The All Blacks have a huge emphasis on scoring tries, but they've had some quality kickers (especially carter). Someone in the last decade at the ARU should have realised this and actually brought someone in.
The Saffas tend to have a few kickers knocking about as well.
 

RedsHappy

Tony Shaw (54)
Yeah, Sexton uses Dave Alred as well. He's a regular biomechanical Yoda -- works with golfers too.

Can you indulge me in a (relevant) family story?

A few weeks back in the QLD rugby club pre-season, I was fortunate enough to get my 15 year old rugby playing son into a Dave Alred-conducted specialist kicking clinic right here in Brisbane. About 15 other boys of varying ages also joined.

My son has some natural kicking ability, though bless him he's far from a young Morne Steyn as yet ;).

After this clinic - which was as expected demanding and quite technical - he was hugely impressed by what he'd learnt and how he'd been instructed and described Alred as 'Dad, he's a genius coach'. After this clinic, his interest and motivation towards his kicking went way up.

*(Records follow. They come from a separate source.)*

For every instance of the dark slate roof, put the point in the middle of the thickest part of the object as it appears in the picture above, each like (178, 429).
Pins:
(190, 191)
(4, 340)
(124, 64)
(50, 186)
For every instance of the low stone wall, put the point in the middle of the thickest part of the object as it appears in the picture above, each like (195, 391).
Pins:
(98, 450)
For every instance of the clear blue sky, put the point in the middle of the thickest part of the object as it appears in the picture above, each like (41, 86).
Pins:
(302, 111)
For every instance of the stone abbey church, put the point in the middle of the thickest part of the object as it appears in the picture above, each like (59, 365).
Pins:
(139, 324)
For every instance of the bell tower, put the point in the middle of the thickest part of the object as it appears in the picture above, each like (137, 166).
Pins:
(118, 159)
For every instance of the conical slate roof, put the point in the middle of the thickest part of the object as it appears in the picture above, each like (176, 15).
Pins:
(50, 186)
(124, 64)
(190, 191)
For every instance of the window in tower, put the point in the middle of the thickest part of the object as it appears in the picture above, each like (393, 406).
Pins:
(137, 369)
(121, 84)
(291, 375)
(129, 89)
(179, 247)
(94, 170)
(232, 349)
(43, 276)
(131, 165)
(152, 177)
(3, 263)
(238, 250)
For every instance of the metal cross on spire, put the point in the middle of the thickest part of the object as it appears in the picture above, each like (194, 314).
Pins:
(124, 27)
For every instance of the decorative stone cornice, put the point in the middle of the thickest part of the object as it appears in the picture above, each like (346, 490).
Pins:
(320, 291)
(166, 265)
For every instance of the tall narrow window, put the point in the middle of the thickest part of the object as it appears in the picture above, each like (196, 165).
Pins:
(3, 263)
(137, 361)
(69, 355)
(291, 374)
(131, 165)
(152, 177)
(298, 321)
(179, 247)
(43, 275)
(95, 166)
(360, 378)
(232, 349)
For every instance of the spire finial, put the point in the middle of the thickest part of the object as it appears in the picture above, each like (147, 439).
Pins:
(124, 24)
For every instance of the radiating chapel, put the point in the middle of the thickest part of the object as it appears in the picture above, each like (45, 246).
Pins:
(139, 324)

Anyway, some weeks later, playing 10 for his U15 team, he started to be given most of the kicking duties. In his second match, he kicked two conversions from near on the sideline, and the resulting 4 points won his team the really tight match they played wherein the number of tries scored was equal. All parties rather pleased. He would never, ever have achieved this without that kicking clinic.
 

Cassius88

Sydney Middleton (9)
The Saffas tend to have a few kickers knocking about as well.


Haha took the words out of my mouth.

This is definitely not another Wallaby failing that can be palmed off on NH vs SH rugby style. The Springboks have had consistently great kickers for years. I would say that NZ have, but they've had Carter for years, so I don't know if that shows that their grassroots coaching is working, or simply that Carter is a freak.